The jazzy aspects of the first album have returned but are much more integrated into the whole, suffusing the stunning title cut, the shapeshifting "Éirigh Is Cuir Ort Do Chuid Éadaigh Cóiriu", and the similar almost hard rocking "Mo Mháire", in which the flute steps into the shoes of a lead guitar and stretches them silly. Along the way, the listener is rewarded with the jauntily macabre "Two Sisters", much covered but endowed with the distinct family traits, and the even more oft reprised morose ballad "Siúil A Rún", leaving one to wonder if Irish balladry doesn't mine a distinct proggy vein or if it isn't just the work of these wizards.

The last two cuts warrant their own inset. First the brief acapella "dTigeas A Damhsa" sounds like vocalise, an acid folk forerunner to MANHATTAN TRANSFER, busting out of its 90 second cast right into one of the most enduring finales imaginable, in two flute led parts. The first, "Cucanandy", is a slip jig whose melody oddly reprises the prior song, accompanied by harp (or perhaps it's an electric piano or both?).
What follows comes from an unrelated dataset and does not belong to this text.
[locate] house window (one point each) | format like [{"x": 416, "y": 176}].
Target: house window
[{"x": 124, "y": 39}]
The bridge between it and the well known "Jug of Brown Ale", is a single line constituting the only vocals on the track, and my barely nascent Gaelic tells me Prince Phillip might be mentioned. The last two minutes are sheer joy, the band busting out as much as they ever do, but don't bother jacking up the volume. Instead try simmering yourself down and savoring it.

In my opinion "Dulaman" is the pinnacle of not only CLANNAD's early career but of the Irish folk movement up to that time. It's a work of genius that, with the turn of phrase and a couple of deft side steps, caresses away the seaweed from a genre too often stagnating at low tide.